La journée du 15 août 1960 débute par un office religieux. L'abbé Fulbert Youlou accompagné du ministre André Malraux, participe en la basilique Sainte-Anne de Brazzaville à la messe de 8 heures célébrée par Mgr Michel Bernard, l'archevêque du Congo.
La cérémonie officielle se déroule ensuite au centre-ville de Brazzaville où tous les officiels congolais ainsi qu'une foule nombreuse sont massés.
La première allocution est prononcée par l'envoyé du général De gaulle qui, dans une envolée lyrique stylée, déclare: «Cette nuit a retenti la salve solennelle qui salue l'indépendance des peuples et qui retentira dans la mémoire de vos enfants, comme celles qui saluaient jadis la naissance des rois...» Puis André Malraux de poursuivre: «La France vous lègue des organisations économiques, administratives et financières… Celles-ci furent au service de l’État français, parfois assez noblement. Les voici au service de la République du Congo : ce n’est pas un transfert d’attributions, c’est un transfert de destin…»
C'est ensuite au président Fulbert Youlou, sous un tonnerre d'applaudissements de lancer à la foule:«Cette indépendance de la République du Congo, mes chers concitoyens, je la proclame solennellement et universellement». (extrait du discours).
La cérémonie est ensuite agrémentée par un défilé militaire de l'armée de la Communauté.

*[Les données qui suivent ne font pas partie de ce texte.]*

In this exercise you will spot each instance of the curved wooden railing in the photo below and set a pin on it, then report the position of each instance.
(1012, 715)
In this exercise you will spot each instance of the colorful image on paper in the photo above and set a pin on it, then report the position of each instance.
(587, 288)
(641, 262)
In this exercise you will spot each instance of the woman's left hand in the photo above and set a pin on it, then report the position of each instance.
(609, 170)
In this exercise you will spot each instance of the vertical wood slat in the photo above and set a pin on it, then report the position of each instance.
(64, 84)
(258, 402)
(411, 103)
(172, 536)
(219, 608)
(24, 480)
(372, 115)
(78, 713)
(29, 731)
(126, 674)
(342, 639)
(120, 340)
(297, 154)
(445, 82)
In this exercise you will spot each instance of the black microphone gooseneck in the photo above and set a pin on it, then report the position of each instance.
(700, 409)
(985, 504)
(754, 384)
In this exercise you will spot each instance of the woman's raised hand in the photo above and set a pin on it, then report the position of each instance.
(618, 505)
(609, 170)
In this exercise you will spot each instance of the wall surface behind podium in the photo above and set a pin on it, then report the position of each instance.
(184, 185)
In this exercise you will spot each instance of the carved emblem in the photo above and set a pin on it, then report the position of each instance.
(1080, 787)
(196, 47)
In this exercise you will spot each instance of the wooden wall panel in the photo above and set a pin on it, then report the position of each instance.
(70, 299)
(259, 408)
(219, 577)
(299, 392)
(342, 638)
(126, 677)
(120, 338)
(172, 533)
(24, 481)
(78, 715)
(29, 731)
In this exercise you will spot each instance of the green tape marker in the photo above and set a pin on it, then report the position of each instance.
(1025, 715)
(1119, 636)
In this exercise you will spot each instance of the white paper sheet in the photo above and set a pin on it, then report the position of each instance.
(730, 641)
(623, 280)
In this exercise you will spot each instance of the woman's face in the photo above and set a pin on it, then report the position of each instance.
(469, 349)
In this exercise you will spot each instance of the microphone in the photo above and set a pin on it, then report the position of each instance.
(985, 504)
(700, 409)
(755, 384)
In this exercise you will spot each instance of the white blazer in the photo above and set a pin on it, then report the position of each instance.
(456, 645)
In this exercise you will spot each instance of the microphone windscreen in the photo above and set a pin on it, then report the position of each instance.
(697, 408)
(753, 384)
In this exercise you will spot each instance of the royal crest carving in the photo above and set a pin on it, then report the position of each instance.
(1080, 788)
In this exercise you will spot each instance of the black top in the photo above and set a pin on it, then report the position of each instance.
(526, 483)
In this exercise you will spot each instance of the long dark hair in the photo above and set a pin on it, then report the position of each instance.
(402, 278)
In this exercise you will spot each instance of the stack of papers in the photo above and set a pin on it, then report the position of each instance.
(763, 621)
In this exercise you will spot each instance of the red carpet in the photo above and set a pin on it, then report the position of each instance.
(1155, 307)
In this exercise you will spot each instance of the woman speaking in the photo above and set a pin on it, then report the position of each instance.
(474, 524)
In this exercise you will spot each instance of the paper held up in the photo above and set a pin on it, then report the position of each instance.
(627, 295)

Un peu plus tôt dans la matinée, l'Assemblée nationale, sous la direction de son président, Alphonse Massamba-Débat, se réunit en session extraordinaire. Après lecture du message du général de Gaulle, puis un discours du premier président de la République, l'Assemblée ratifie, par un vote unanime, les nouveaux accords que viennent de signer le chef de l'État Fulbert Youlou et Jean Foyer, le représentant du gouvernement français.
Mais cette journée du 15 août 1960 est loin d'être terminée.
Le cortège officiel se rend au square De Gaulle, où un buste a été dressé en 1959, en hommage au héros de la France Libre.
Le président de la République, accompagné d' André Malraux, suivi de la délégation française, de Joseph Kasa-Vubu, président de la République congolaise d'outre-Pool, qui a franchi le fleuve pour l'occasion, salue «le tout-Brazza» enthousiaste.
Place de la Mairie, c'est André Malraux qui reprend la parole pour vanter le courage extraordinaire du général De Gaulle...
Réponse du président Fulbert Youlou qui n'hésite pas à glorifier l'homme de Brazzaville: «Lorsque, voici vingt ans, le 28 août 1940, le Congo, à l'appel d'une voix lointaine venue de Londres alors en pleine tourmente, décidait de se rallier à la France-Libre, une ferveur unanime a uni tous les habitants de ce pays, Européens et Africains, pour le combat en faveur de la liberté du monde. Alors, Brazzaville, modeste chef-lieu de l'Afrique équatoriale française, voyait peu à peu son nom prendre un lustre nouveau en tant que capitale de la France libre et combattante».
Il est maintenant près de 20 heures...La fête bat déjà son plein dans les quartiers de la capitale.
Pour la délégation française et les officiels congolais,la journée se termine par une grande réception dans les jardins du palais du haut commissaire général, devenu depuis cette nuit, la résidence du président de la République du Congo.
Ce jour même, le gouvernement congolais envoie un télégramme au secrétariat général des Nations unies pour son adhésion et la reconnaissance internationale de sa souveraineté.